Boredom is not necessary, neither is it illegal. Resorting to subjects, verbs and objects that are illegal often serves as boredom's potent antidote. For a while, anyway. Until one becomes bored with whatever illegal activity, hormones will surge, chemicals will churn life into the dull grey soft matter that is the hardware of consciousness. We are children squishing ants on the front porch. Nothing wrong with that, even kind of addictive. And it never gets old until we do.
Let’s turn things up a notch. That bird over there needs a rock thrown at it, we think, and throw one in its direction not intending to hit the target, which it does. The sparrow falls quickly, unaware of how or why or even that it has become acutely inert.
A few years later another juvenile ensemble has assembled, waiting to pounce. That kid with the new bicycle (sweet tufted banana seat, suicide handlebars, nothing but chrome for fenders) sees them staring at him. He innocently leaves it unlocked in front of the drug store. The glass door doesn’t even shut before one of the boys mounts the stingray and flies it to the next neighborhood. Hey, it’s something to do. The dork comes out holding a candy bar he will never eat. Sick with loss, new emptiness where his new bike was a few minutes earlier, safe, solid and real, all his, suited to no one else.

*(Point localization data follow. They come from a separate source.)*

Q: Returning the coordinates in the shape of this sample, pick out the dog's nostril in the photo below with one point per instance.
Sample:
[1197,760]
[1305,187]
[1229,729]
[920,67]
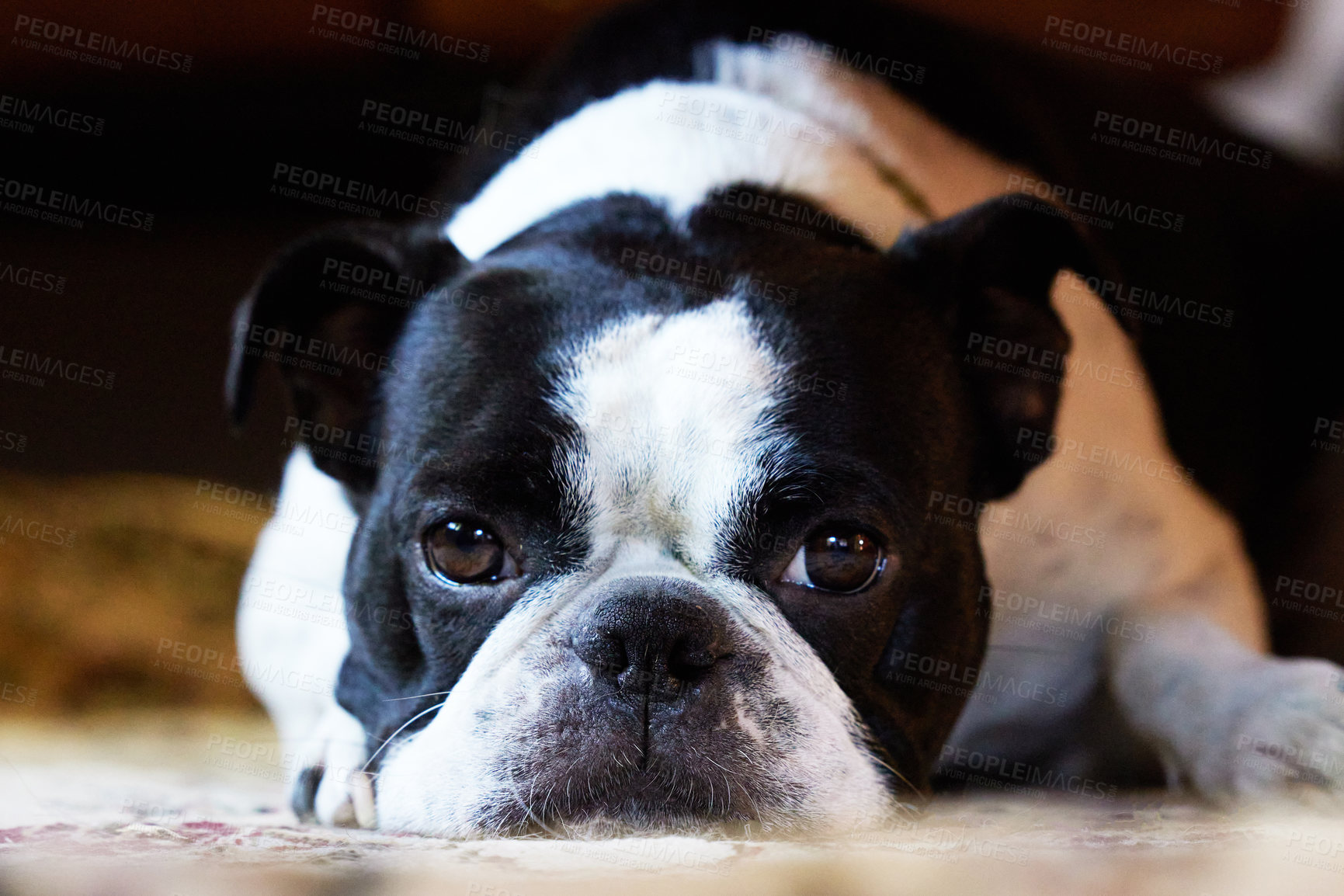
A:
[601,649]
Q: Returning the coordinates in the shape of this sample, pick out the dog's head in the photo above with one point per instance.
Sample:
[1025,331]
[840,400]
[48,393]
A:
[648,532]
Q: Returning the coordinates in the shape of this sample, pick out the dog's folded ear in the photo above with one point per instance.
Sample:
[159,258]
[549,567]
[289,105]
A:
[989,272]
[328,311]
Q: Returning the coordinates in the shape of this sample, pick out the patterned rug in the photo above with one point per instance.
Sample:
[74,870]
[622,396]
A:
[193,805]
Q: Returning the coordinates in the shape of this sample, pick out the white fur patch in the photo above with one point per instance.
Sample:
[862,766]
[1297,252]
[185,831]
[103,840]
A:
[675,430]
[676,143]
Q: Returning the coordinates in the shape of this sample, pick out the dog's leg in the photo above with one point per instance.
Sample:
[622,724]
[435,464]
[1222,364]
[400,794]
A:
[292,640]
[1123,531]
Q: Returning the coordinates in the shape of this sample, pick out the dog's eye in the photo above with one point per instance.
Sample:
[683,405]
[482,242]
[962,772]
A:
[467,554]
[836,559]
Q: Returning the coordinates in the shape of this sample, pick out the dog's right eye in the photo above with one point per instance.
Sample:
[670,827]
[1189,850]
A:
[467,554]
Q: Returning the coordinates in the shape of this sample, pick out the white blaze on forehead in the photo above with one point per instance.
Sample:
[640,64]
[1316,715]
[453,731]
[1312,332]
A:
[675,426]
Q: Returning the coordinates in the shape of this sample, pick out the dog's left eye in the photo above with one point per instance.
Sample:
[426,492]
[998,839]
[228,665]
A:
[467,554]
[836,559]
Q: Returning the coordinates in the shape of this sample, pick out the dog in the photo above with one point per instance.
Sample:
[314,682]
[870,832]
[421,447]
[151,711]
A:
[734,418]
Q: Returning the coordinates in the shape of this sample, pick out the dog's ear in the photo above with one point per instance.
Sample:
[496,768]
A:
[328,312]
[988,272]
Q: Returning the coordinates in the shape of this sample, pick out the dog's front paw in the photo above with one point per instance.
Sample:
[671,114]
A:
[332,786]
[1283,734]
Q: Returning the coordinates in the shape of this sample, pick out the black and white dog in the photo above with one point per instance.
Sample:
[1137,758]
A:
[718,430]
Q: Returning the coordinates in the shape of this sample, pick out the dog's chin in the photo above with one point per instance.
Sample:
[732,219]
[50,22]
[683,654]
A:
[667,798]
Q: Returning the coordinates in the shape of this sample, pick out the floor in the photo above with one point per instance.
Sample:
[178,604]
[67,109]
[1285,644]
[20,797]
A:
[193,805]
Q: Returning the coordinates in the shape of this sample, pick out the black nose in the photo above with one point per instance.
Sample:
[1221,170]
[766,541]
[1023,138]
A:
[652,636]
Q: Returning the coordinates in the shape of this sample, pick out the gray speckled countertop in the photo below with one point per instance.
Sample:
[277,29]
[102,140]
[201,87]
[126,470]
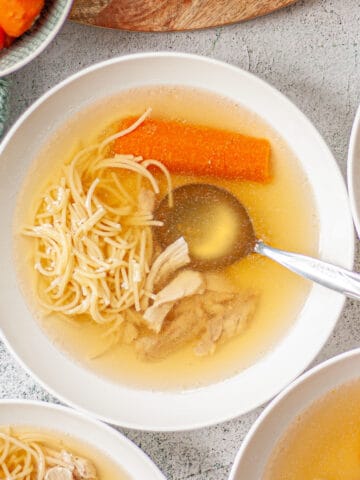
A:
[310,52]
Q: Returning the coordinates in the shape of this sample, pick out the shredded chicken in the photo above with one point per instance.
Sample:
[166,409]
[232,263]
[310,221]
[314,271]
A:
[171,259]
[180,327]
[59,473]
[231,321]
[75,468]
[185,284]
[210,318]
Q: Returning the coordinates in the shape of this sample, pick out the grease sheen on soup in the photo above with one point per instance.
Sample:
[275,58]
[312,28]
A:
[282,211]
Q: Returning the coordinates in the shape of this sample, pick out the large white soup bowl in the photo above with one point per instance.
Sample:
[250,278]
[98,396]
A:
[161,410]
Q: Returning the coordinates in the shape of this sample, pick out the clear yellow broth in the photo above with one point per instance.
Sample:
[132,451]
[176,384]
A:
[283,213]
[324,442]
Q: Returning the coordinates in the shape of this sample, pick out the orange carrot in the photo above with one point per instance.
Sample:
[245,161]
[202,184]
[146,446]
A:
[17,16]
[197,150]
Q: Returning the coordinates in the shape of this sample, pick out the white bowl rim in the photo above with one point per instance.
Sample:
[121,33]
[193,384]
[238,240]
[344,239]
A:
[98,425]
[282,397]
[354,141]
[43,45]
[348,254]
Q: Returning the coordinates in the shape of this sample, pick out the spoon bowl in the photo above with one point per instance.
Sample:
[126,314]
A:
[219,232]
[216,226]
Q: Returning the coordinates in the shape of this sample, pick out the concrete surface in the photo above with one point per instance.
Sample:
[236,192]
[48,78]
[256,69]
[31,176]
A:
[310,53]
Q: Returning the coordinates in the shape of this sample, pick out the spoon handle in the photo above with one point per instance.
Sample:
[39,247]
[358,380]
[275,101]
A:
[326,274]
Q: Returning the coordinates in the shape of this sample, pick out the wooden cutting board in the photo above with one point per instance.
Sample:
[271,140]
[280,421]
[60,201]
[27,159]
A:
[165,15]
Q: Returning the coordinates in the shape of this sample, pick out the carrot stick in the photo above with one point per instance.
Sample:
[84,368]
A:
[197,150]
[17,16]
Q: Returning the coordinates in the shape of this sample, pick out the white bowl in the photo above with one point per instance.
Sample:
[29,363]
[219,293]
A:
[119,449]
[156,410]
[353,171]
[258,445]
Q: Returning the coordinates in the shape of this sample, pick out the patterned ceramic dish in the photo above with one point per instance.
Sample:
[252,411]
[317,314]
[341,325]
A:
[4,103]
[33,42]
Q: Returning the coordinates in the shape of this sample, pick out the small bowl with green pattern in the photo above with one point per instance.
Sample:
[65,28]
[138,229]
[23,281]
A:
[35,40]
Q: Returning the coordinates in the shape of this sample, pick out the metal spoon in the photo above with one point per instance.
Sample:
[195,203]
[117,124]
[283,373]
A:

How dare anyone ride it but him. He must walk the city block to his home. It’s a joyless hike, the distance compounded as barefooted forced march. The void that is his loss weighs on him brutally. That fine machine, the envy of the other boys, the most significant physical extension of his personal identity, the thing that got him from place to place in style, gone.
The dork rides shotgun as his father steers the Impala through the neighborhood streets. Decades will pass until father and son both relive these moments in dreams they never share with the other. It never occurs to either of them as they reflect on this memory, a horrible experience transformed into a sweet recollection, time together, so long ago. And there it is: the stolen bike, still recognizable under the all the disguise from a hasty black paint job. The thief later becomes a friend.
He remembers the time he returned to check on the carcass of the fallen sparrow a few minutes after he’d killed it, but it was gone.